One of Kansas City’s most powerful coalitions of advocates and activists is inviting the community to help address the needs and issues in the urban core. On Sat., Nov. 6, the Urban Summit will sponsor their annual conference at Penn Valley Community College, 3201 Southwest Trafficway.
Since 2008, Kansas City’s Urban Summit has led the way for community engagement, activism and change.
Every Friday at 8:30 a.m., the group of leaders from local organizations including the Urban League of Greater Kansas City, National Black United Front of Kansas City and the Southern Christian Leadership Conference of Greater Kansas City, hold a meeting bringing in elected officials and other guest speakers who address issues such as recent topics on mental health in the African-American community, voting and local legislation, crime, racism in schools and affordable housing.
Elected officials including Missouri State Rep. Emanuel Cleaver, Mayor Quinton Lucas, Councilwoman Melissa Robinson and Councilman Brandon Ellington have all appeared at the weekly meetings where individuals in attendance dig deep into these issues and work to find solutions to improve the quality of life of Black Kansas Cititans.

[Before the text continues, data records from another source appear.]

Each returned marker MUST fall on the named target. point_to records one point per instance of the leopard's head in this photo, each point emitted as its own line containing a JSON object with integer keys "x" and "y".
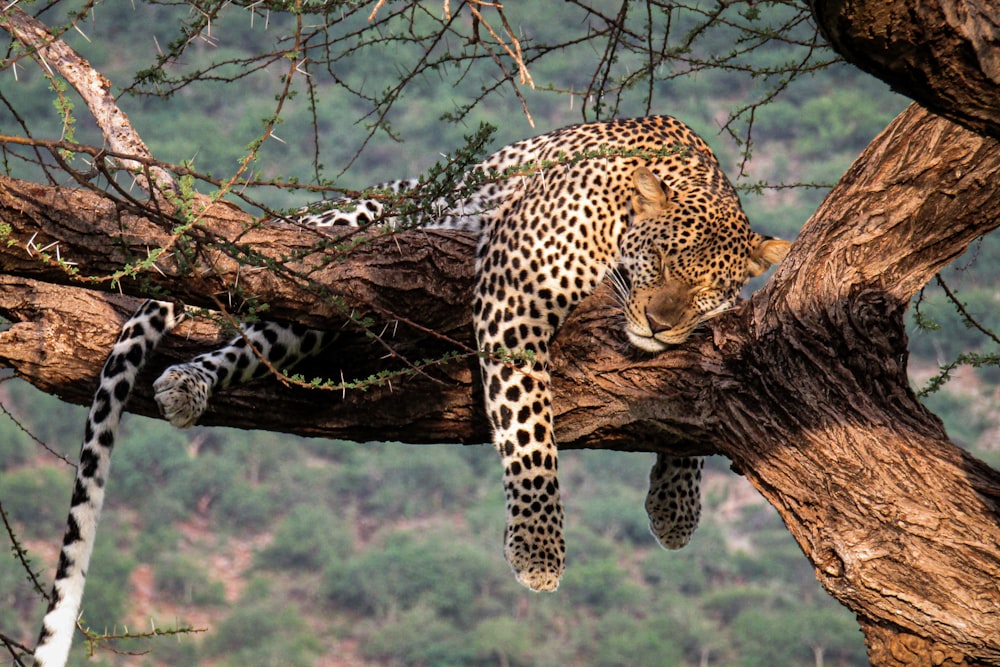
{"x": 686, "y": 255}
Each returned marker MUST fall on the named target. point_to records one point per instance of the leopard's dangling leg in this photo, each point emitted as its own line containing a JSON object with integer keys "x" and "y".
{"x": 673, "y": 502}
{"x": 519, "y": 406}
{"x": 183, "y": 390}
{"x": 138, "y": 340}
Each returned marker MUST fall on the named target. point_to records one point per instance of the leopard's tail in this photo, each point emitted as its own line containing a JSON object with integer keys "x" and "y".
{"x": 139, "y": 338}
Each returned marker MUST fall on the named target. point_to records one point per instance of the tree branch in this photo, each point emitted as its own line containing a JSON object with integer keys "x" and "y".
{"x": 54, "y": 55}
{"x": 944, "y": 54}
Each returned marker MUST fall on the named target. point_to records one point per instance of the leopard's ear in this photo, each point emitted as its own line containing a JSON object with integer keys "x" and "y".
{"x": 650, "y": 195}
{"x": 766, "y": 251}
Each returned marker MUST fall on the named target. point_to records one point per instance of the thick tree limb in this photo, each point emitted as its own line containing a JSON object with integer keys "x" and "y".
{"x": 944, "y": 54}
{"x": 804, "y": 387}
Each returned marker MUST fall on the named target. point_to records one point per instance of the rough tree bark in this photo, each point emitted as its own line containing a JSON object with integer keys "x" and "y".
{"x": 804, "y": 387}
{"x": 944, "y": 54}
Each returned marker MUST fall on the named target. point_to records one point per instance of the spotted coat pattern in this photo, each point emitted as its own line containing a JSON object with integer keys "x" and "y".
{"x": 642, "y": 201}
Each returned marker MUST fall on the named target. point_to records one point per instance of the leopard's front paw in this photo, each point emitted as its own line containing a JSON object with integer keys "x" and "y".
{"x": 182, "y": 393}
{"x": 533, "y": 540}
{"x": 673, "y": 502}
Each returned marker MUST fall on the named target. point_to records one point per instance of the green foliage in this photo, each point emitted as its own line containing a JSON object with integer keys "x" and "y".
{"x": 306, "y": 539}
{"x": 625, "y": 640}
{"x": 107, "y": 584}
{"x": 258, "y": 633}
{"x": 408, "y": 570}
{"x": 37, "y": 499}
{"x": 181, "y": 579}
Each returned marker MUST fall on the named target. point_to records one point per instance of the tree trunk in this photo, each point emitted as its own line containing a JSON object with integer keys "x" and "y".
{"x": 944, "y": 54}
{"x": 803, "y": 387}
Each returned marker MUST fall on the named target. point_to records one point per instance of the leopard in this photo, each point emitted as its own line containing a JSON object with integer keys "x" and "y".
{"x": 642, "y": 203}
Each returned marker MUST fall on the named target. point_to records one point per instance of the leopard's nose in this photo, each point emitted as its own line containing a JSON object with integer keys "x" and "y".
{"x": 664, "y": 313}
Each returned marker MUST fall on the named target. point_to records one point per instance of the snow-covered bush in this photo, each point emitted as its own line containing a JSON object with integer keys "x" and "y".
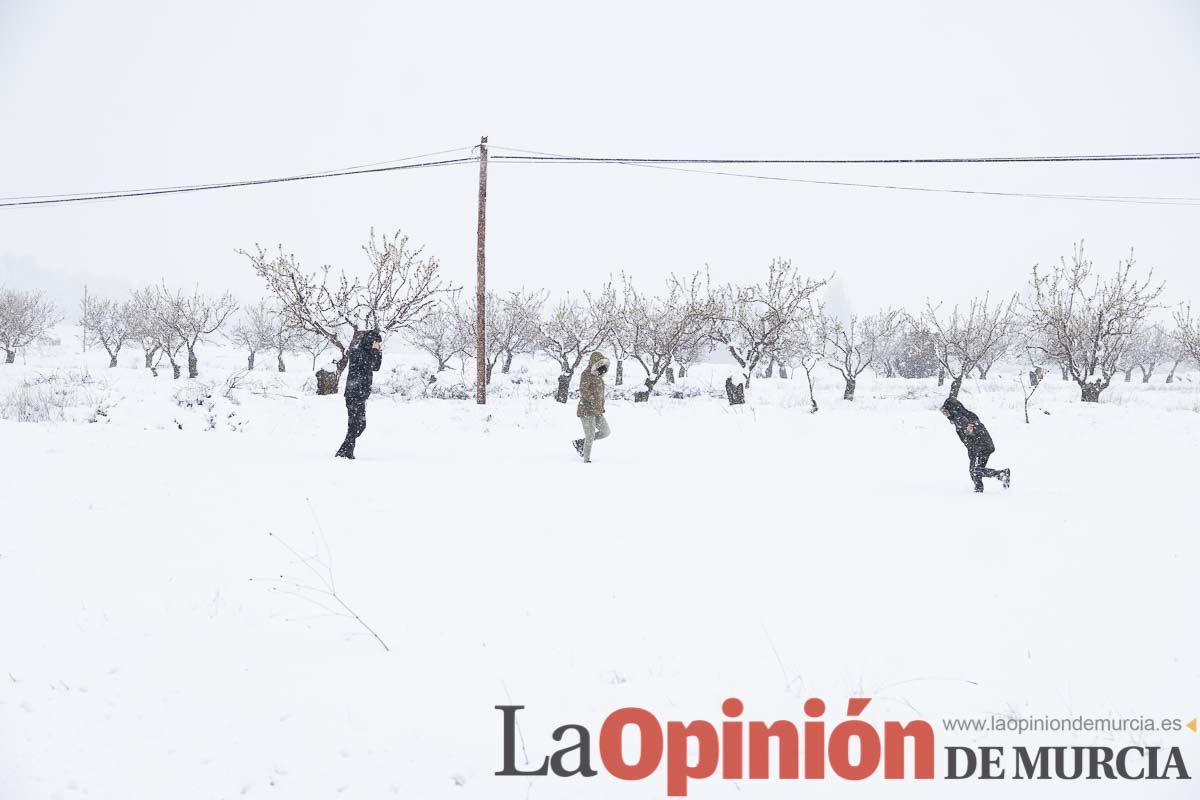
{"x": 208, "y": 405}
{"x": 64, "y": 395}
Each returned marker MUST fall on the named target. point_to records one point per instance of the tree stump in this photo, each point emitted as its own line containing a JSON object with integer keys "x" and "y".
{"x": 564, "y": 389}
{"x": 736, "y": 392}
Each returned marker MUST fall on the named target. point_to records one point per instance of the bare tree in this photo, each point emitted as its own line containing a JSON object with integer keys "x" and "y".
{"x": 311, "y": 344}
{"x": 1186, "y": 337}
{"x": 655, "y": 330}
{"x": 191, "y": 318}
{"x": 754, "y": 318}
{"x": 1087, "y": 323}
{"x": 256, "y": 330}
{"x": 443, "y": 332}
{"x": 109, "y": 322}
{"x": 511, "y": 323}
{"x": 964, "y": 340}
{"x": 685, "y": 356}
{"x": 24, "y": 318}
{"x": 1150, "y": 347}
{"x": 574, "y": 329}
{"x": 517, "y": 324}
{"x": 913, "y": 353}
{"x": 807, "y": 346}
{"x": 993, "y": 356}
{"x": 144, "y": 326}
{"x": 400, "y": 290}
{"x": 858, "y": 343}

As a result of the Urban Summit’s work, the group launched and maintained several effective prison release programs, including the Twelfth Street Heritage Prison-to-Workforce Pipeline program, and partnered with organizations to help get the ⅛ cent sales tax for community economic development projects along Prospect Avenue passed in 2017.
This year, the Urban Summit conference will take place both in person and virtual, with workshops and seminars focusing around how to improve the future of Kansas City’s Black community.

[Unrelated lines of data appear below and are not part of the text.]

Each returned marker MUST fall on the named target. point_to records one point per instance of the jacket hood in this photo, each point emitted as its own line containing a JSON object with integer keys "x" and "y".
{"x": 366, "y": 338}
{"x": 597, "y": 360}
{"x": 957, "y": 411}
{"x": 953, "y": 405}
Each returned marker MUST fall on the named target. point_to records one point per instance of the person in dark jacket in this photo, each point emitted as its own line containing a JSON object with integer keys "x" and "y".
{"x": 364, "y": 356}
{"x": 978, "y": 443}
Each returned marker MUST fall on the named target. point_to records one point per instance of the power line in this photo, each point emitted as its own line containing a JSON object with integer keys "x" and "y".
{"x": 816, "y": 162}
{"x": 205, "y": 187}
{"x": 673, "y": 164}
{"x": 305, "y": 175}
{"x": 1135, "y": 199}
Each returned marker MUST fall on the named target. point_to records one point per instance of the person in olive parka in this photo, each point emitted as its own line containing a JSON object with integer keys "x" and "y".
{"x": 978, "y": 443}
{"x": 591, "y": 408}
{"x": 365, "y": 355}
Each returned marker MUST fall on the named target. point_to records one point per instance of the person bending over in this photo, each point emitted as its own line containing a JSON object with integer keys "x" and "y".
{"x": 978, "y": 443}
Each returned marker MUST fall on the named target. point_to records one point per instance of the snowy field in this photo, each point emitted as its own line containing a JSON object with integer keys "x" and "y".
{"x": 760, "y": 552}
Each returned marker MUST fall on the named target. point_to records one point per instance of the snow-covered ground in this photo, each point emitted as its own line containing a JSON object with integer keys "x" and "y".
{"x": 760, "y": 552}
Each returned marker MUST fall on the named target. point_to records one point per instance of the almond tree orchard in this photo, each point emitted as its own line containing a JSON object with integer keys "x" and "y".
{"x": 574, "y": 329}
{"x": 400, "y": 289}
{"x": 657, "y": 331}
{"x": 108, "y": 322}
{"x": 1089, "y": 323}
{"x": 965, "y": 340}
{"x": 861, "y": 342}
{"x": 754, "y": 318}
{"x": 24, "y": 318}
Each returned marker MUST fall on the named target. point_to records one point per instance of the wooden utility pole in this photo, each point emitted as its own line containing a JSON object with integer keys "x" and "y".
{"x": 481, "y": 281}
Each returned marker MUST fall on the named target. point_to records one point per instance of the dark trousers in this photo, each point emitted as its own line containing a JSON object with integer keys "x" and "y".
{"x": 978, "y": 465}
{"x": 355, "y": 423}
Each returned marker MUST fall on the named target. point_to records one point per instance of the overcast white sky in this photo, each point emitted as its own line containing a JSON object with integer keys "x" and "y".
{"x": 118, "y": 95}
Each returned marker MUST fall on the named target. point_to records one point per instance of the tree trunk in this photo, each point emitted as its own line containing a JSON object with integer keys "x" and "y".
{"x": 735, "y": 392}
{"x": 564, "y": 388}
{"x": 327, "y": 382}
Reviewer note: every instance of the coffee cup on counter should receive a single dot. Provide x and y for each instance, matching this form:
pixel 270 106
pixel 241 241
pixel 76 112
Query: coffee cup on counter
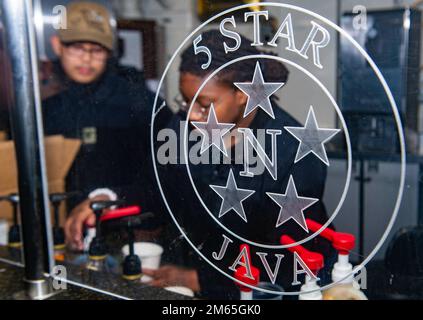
pixel 150 255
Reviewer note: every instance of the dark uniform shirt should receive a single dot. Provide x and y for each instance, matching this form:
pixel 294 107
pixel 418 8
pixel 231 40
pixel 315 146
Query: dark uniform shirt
pixel 112 119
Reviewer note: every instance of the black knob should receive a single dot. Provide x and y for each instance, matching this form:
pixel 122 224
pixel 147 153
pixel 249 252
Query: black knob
pixel 58 236
pixel 97 248
pixel 14 236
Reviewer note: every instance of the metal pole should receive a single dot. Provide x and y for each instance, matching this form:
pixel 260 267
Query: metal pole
pixel 27 132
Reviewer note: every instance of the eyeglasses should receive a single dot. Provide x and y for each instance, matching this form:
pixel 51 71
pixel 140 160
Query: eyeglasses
pixel 78 50
pixel 181 103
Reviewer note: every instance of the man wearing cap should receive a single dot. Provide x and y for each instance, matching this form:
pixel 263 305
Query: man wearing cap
pixel 108 113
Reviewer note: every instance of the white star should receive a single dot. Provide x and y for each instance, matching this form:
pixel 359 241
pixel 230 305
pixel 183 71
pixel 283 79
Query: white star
pixel 232 197
pixel 259 93
pixel 312 138
pixel 292 206
pixel 213 132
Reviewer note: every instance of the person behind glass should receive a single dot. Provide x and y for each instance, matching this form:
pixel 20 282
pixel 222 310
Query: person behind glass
pixel 229 105
pixel 99 106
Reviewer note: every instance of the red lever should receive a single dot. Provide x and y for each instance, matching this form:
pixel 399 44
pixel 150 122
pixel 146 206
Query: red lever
pixel 313 260
pixel 240 273
pixel 121 213
pixel 343 242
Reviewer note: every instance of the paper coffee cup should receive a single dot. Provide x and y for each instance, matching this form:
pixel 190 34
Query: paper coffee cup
pixel 150 255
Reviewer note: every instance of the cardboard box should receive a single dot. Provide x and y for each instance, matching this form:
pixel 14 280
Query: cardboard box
pixel 60 154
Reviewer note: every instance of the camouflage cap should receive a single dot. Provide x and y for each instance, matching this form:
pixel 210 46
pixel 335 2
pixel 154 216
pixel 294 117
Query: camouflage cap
pixel 88 21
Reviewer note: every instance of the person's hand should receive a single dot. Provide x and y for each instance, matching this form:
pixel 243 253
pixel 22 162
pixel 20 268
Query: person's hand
pixel 79 216
pixel 168 276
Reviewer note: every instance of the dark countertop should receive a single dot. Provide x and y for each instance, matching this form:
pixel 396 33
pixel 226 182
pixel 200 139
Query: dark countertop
pixel 82 284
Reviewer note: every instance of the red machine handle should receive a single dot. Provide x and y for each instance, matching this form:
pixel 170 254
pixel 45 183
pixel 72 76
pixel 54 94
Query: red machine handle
pixel 313 260
pixel 342 242
pixel 240 273
pixel 121 213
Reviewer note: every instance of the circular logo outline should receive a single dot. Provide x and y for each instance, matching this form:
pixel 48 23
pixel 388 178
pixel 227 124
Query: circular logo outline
pixel 390 97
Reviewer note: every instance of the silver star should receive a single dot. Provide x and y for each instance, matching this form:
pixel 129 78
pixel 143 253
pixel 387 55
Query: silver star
pixel 312 138
pixel 292 206
pixel 232 197
pixel 213 132
pixel 259 93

“In the midst of a pandemic, it is important the community comes together to focus on economic development particularly in the African-American community,” said Urban Summit founder Bishop James Tindall Sr. “As we convene another Urban Summit Conference, we must emerge with goals and strategies to achieve equity for our community.”
This year’s conference will focus on the theme “Is Equity Enough?” with keynote speaker Kamm Howard, national co-chair for the National Coalition of Blacks for Reparations in America discussing the urgency for equity in the Black community.
Urban League of Greater Kansas City CEO Gwen Grant will also give a presentation on the State of Black Kansas City, an annual report that provides an in-depth look into the disparities between Black and White Kansas Citians. The report includes a deep dive into poverty rates, homeownership rates, test score and graduation rates, and homicide and murder victimization rates.
The Urban Summit is also planning to hold a discussion at the conference with local parents and students about the recent racist incidents happening at Kansas City-area schools. Grant hopes the conference can give parents and students a platform to discuss the incidents and for the Urban Council to find ways to support them and hold schools accountable.